Afera mieszkaniowa w Opolu. Prezydent Arkadiusz Wiśniewski atakuje nto, ale strzela ślepakami

Tomasz Kapica
Tomasz Kapica
Prezydent Arkadiusz Wiśniewski na tzw. Campusie Polska zapewniał, że będzie dbał o mieszkania dla młodych. Mówił tam o tym, że "młodzi ludzie męczą się przy zakupie mieszkania w wieloma barierami. To brak zdolności kredytowych (...) i pieniądze." Jednak sam zrobił coś kompletnie odwrotnego.
Prezydent Arkadiusz Wiśniewski na tzw. Campusie Polska zapewniał, że będzie dbał o mieszkania dla młodych. Mówił tam o tym, że "młodzi ludzie męczą się przy zakupie mieszkania w wieloma barierami. To brak zdolności kredytowych (...) i pieniądze." Jednak sam zrobił coś kompletnie odwrotnego.
Prezydent Opola Arkadiusz Wiśniewski w internetowym wpisie odniósł się do poniedziałkowych publikacji portalu nto.pl i Nowej Trybuny Opolskiej na temat kontrowersyjnego zakupu mieszkania od podległej miastu spółki. Rzetelny i udokumentowany artykuł nazywa "manipulacją". Oto, dlaczego nie ma racji.

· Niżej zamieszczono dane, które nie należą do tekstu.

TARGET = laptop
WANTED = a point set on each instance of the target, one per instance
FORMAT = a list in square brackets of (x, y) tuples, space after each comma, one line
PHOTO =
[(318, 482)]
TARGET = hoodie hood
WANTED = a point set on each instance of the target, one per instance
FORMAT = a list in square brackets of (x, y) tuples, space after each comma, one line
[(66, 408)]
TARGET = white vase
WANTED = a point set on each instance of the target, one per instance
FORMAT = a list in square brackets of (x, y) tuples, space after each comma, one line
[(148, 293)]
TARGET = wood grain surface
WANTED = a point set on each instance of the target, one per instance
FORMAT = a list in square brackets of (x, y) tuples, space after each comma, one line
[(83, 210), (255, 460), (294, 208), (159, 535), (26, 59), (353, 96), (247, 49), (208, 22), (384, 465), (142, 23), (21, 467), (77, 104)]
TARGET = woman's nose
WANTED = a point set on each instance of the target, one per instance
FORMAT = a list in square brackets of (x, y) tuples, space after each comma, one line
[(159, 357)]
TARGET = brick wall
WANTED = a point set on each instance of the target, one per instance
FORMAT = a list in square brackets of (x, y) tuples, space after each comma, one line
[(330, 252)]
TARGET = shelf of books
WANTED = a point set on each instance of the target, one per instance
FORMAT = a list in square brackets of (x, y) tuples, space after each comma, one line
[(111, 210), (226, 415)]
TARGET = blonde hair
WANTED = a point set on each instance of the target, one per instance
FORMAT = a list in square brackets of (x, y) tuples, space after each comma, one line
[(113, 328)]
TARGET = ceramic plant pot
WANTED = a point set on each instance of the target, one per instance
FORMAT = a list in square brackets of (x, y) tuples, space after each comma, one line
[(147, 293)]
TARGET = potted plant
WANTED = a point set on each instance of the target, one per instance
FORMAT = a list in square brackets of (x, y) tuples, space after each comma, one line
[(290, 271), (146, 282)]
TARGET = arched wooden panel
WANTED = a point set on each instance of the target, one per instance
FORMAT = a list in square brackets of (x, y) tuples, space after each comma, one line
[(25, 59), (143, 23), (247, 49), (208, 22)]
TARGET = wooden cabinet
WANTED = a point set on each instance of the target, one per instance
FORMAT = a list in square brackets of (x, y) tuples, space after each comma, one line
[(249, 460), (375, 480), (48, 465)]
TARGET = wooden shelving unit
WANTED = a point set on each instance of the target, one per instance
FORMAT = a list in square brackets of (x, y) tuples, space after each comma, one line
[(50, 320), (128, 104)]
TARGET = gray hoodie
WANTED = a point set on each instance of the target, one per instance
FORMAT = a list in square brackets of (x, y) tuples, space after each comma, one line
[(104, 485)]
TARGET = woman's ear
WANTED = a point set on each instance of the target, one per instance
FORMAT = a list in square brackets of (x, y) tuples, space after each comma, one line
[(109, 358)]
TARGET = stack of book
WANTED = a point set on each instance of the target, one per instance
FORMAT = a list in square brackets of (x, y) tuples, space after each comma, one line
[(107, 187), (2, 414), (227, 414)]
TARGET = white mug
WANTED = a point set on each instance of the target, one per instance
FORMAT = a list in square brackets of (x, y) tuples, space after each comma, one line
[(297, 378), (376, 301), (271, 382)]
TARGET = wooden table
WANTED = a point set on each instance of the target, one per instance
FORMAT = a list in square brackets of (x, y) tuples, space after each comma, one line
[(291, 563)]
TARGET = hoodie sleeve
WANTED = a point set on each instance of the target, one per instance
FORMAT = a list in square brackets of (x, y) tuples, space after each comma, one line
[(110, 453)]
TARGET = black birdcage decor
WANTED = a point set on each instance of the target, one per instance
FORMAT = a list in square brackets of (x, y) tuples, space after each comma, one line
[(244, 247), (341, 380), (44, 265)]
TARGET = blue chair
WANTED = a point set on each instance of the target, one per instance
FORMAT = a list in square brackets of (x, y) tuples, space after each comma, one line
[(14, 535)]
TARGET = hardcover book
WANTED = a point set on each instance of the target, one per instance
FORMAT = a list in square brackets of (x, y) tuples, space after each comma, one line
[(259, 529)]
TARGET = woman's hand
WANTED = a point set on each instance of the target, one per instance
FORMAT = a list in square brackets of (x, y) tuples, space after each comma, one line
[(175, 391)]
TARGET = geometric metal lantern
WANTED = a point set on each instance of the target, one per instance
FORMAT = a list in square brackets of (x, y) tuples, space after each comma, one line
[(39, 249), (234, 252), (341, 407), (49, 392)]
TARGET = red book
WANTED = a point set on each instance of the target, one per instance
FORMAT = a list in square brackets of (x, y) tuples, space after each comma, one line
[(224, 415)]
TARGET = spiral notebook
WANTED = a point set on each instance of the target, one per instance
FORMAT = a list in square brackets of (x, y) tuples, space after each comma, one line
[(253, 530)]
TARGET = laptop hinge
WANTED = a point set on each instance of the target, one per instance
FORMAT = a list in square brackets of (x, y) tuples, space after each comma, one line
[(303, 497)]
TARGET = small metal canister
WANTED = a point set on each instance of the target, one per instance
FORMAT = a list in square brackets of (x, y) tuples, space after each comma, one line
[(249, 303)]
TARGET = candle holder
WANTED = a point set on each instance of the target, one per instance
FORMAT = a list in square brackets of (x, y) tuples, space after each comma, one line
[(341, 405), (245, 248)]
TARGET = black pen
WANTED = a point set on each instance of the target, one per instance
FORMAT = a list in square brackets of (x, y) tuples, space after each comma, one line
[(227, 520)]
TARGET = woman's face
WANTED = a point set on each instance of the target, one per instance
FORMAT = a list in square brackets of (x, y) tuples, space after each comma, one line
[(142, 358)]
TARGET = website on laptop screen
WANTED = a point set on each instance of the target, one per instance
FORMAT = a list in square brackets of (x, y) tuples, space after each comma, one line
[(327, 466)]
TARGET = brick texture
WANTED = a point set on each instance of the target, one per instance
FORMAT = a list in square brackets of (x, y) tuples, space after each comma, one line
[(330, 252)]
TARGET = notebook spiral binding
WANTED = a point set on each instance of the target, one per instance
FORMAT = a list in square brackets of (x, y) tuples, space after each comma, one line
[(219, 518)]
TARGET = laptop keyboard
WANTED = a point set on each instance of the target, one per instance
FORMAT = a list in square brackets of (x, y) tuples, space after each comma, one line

Prezydent Opola pisze na Facebooku, że autor tekstu "To nie był dom dla prezydenta Opola. Mieszkanie z TBS-u dla Arkadiusza Wiśniewskiego" rzekomo manipuluje informacjami dotyczącymi praw do lokali jakie ma w TBS Opole, co stawia go w niekorzystnym świetle. I dodaje, że mieszkanie nie kosztowało 200 tys. złotych.

Sęk w tym, że nto nigdzie nie pisała, iż Wiśniewski nabył je w całości na własność za taką kwotę. W dobrze udokumentowanym tekście szczegółowo wyjaśniliśmy, jak wygląda proces nabywania prawa do mieszkania i dochodzenia do pełnej własności (gdzie koszt metra mieszkania TBS wyliczył na mniej więcej 7300 zł).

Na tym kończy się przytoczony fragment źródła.